(Grand Island, Neb.) – Crop scouts on the Pro farmer Midwest Crop Tour estimate the South Dakota corn yield will improve from last year to 147.6 bushels/acre, well over the 2007 tour figure of 111.4 bushels/acre, while soybean yield potential was disappointing.
Tour participants agreed that the health of this year's South Dakota corn crop is substantially better than in years past. Certified Agronomist Gary Wietgrefe says the health of this year's crop is fantastic.
"Insect pressure is low and disease pressure is low,” he says, adding that cooperative weather conditions have been main reason for the great health of this year's crop.
However, despite the impressive health of the corn crop in South Dakota and in portions of northeastern Nebraska, late maturity remains an issue in the area, tour participants and local producers say.

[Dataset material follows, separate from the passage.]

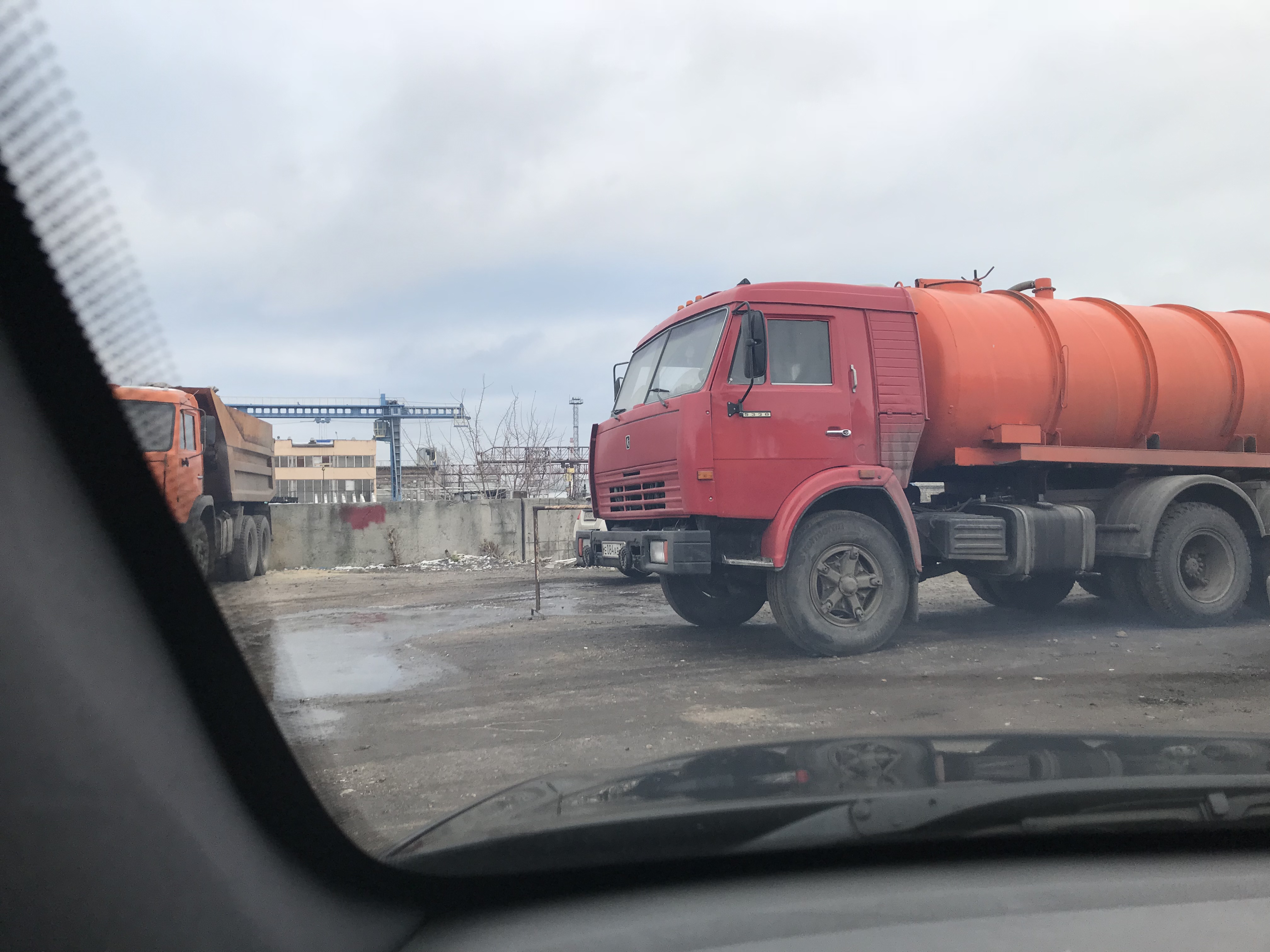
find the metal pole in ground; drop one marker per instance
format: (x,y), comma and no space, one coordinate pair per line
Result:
(538,584)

"I would guess about two-thirds of the crop will be subject to frost damage,” Wietgrefe says. "Now, that doesn't mean you're not going to have a yield. But two-thirds of the crop is going to lose yield with a normal frost.”

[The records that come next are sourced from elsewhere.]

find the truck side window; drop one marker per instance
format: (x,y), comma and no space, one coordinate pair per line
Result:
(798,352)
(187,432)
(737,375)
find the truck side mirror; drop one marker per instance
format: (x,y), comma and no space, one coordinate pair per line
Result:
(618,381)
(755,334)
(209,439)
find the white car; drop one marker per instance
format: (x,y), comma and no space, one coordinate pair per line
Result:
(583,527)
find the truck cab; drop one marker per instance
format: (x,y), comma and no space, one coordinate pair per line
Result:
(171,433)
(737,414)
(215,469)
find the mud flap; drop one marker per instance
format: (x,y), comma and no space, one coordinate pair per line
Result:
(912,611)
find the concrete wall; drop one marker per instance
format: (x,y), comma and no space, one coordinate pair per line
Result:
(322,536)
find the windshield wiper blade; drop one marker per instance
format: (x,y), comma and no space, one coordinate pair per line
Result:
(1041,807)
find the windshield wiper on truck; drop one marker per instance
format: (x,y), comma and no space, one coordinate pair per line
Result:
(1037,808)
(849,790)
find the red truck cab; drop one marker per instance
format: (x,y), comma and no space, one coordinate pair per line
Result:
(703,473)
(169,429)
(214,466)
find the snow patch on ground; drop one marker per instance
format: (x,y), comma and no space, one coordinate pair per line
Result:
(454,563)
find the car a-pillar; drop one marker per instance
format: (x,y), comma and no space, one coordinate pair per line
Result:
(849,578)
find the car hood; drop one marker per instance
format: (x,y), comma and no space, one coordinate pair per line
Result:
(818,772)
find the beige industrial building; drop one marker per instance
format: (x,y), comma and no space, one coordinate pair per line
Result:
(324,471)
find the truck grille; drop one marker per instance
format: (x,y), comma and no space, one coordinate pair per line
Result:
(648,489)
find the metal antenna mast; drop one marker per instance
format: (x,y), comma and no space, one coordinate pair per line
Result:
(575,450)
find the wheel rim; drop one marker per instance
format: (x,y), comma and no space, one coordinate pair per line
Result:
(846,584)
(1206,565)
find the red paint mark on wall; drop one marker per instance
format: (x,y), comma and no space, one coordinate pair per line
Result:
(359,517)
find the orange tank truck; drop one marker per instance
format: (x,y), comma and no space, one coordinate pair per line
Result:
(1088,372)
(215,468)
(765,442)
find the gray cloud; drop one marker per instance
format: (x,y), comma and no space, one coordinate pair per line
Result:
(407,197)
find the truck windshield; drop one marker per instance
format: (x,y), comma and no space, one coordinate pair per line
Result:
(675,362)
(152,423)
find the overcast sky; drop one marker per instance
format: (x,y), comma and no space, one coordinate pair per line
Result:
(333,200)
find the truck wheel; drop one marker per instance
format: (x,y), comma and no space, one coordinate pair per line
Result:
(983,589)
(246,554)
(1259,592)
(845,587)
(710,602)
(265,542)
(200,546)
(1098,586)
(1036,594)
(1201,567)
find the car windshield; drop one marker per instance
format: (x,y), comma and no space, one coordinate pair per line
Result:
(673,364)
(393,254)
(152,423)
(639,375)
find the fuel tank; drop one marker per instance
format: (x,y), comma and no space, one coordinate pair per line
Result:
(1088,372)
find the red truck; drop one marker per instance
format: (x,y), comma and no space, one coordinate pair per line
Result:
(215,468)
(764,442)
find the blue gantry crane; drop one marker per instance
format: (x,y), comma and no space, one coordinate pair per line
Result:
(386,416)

A normal first frost for southeastern South Dakota and northeastern Nebraska is around mid September.
The tour's corn estimate for South Dakota is 9.3% above USDA's current forecast of 135.0 bushels/acre. USDA currently forecasts total South Dakota corn production at 567,000 bushels.
Soybean pod counts in South Dakota meanwhile averaged 860.8 pods in a 3' by 3' square, down from last year's measurement of 1,068.9 pods.
Tour leader and Pro Farmer Editor Chip Flory says the disappointing pod counts in South Dakota are due to late planting and late emergence, which will ultimately weigh on the crop's yield potential. USDA currently figures South Dakota soybean yield at 41.0 bushels/acre with production seen at 165,640 bushels.
"(The crop) started the year behind the eight ball. It's still behind the eight ball. It's got a long way to go if it's going to finish with 41 bushels per acre in South Dakota,” Flory says. "Same kind of conditions followed into Nebraska.”
The western leg of the tour on Tuesday will travel across the remaining regions of eastern Nebraska and will convene Tuesday evening in Nebraska City, Neb., where yield estimates for the state will be reported.